15th-century portrayal of Iaia from a French translation of De mulieribus claris.

Iaia of Cyzicus ("Marcia") was a Roman painter, alive during the time of Marcus Terentius Varro (116–27 BC).

Example of ancient Roman carved ivory, not attributed to Iaia

Born in Cyzicus,[1] she was a famous painter and ivory engraver. Most of her paintings are said to be of women. Among pictures ascribed to her was a large panel, in Naples, picture of an old woman and a self-portrait. She was said to have worked faster and painted better than her male competitors, Sopolis and Dionysius, which enabled her to earn more than them. Marcia remained unmarried all her life.

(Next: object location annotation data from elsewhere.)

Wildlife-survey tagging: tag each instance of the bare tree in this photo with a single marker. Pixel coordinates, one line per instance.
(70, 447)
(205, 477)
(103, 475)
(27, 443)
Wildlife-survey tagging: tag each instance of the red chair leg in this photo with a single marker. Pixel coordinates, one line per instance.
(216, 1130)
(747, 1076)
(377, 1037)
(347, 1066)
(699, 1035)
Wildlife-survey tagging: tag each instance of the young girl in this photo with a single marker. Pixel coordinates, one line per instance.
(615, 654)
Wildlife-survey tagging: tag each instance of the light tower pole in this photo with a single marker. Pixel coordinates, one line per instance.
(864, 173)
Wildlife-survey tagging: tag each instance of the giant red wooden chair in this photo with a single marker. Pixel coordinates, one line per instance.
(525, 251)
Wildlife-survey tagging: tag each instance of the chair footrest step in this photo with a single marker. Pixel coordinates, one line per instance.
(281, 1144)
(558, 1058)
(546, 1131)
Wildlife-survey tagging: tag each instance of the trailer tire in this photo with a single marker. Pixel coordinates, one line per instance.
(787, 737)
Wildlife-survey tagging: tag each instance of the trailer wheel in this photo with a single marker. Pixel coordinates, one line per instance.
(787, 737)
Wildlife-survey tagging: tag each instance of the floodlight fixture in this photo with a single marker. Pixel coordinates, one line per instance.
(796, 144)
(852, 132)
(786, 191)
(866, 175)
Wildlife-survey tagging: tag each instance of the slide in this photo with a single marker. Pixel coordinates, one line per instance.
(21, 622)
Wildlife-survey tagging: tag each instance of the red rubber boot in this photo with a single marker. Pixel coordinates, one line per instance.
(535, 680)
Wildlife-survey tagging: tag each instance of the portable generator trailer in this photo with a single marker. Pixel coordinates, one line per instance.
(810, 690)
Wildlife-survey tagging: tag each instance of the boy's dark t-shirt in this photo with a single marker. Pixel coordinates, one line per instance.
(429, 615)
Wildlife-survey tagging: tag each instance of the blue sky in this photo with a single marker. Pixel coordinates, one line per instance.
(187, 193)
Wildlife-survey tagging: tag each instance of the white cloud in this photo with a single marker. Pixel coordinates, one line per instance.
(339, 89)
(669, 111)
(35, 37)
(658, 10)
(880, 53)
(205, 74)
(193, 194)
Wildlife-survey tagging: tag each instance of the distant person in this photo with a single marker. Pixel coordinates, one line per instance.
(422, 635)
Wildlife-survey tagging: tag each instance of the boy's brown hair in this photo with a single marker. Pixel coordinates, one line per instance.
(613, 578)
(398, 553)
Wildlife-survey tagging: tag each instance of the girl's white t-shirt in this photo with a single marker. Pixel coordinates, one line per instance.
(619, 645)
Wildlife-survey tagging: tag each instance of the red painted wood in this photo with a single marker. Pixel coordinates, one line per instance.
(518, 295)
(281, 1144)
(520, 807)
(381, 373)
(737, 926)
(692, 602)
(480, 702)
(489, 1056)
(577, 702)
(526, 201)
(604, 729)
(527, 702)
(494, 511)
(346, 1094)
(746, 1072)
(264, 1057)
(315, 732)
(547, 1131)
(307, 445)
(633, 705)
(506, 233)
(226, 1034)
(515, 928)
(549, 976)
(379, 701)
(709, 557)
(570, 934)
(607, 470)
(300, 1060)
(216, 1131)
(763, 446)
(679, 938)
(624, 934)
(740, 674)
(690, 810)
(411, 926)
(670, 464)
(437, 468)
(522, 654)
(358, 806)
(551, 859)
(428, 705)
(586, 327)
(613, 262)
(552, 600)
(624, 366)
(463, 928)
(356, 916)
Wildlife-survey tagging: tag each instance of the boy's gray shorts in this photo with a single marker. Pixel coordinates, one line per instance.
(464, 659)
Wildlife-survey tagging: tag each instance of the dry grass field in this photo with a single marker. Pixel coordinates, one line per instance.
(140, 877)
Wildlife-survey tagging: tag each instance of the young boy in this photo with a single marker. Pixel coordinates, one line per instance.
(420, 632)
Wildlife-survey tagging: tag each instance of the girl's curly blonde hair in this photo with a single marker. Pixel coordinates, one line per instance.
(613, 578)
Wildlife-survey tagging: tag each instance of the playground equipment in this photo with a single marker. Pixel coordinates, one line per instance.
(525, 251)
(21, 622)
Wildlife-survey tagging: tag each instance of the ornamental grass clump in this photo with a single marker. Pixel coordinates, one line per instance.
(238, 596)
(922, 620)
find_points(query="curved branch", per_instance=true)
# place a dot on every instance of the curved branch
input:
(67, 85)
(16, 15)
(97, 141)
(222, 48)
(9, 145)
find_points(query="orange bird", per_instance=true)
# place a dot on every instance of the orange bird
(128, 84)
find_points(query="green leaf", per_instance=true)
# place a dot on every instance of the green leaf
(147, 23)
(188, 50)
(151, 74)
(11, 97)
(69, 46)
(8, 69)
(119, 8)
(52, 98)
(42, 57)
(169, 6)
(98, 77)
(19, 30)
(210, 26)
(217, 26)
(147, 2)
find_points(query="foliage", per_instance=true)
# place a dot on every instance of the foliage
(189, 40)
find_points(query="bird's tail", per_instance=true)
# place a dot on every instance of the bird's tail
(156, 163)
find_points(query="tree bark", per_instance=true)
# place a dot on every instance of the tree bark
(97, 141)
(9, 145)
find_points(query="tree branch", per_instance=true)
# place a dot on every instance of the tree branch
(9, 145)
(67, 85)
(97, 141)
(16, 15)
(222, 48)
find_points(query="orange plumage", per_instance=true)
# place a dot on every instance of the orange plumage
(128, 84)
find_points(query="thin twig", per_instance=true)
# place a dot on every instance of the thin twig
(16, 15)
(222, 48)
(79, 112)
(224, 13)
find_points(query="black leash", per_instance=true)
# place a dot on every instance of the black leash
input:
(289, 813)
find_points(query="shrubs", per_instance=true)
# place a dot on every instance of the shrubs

One of the six female artists of antiquity mentioned in Pliny the Elder's Natural History (XL.147–148) in A.D. 77: Timarete, Irene, Calypso, Aristarete, Iaia, Olympias.[2] They are mentioned later in Boccaccio's De mulieribus claris.

Notes

  1. Commire, Anne, ed. (2002). "Iaia (fl. c. 100 BCE)". Women in World History: A Biographical Encyclopedia. Waterford, Connecticut: Yorkin Publications. ISBN 0-7876-4074-3. (Subscription required (help)).
  2. J. Linderski. The Paintress Calypso and Other Painters in Pliny. Zeitschrift für Papyrologie und Epigraphik. Bd. 145 (2003), pp. 83-96

References

  • Helen Gardner, Fred S. Kleiner, Christin J. Mamiya, Gardner's Art Through the Ages, Thomas Wadsworth, 2004; ISBN 0-15-508315-5.
  • Pliny the Elder, Natural History, 35.40,147.L
  • Virginia Brown's translation of Giovanni Boccaccio’s Famous Women, pp 135 – 137; Harvard University Press, 2001; ISBN 0-674-01130-9
  • Harris, Anne Sutherland and Linda Nochlin, Women Artists: 1550-1950, Los Angeles County Museum of Art, Knopf, New York, 1976, pg. 23.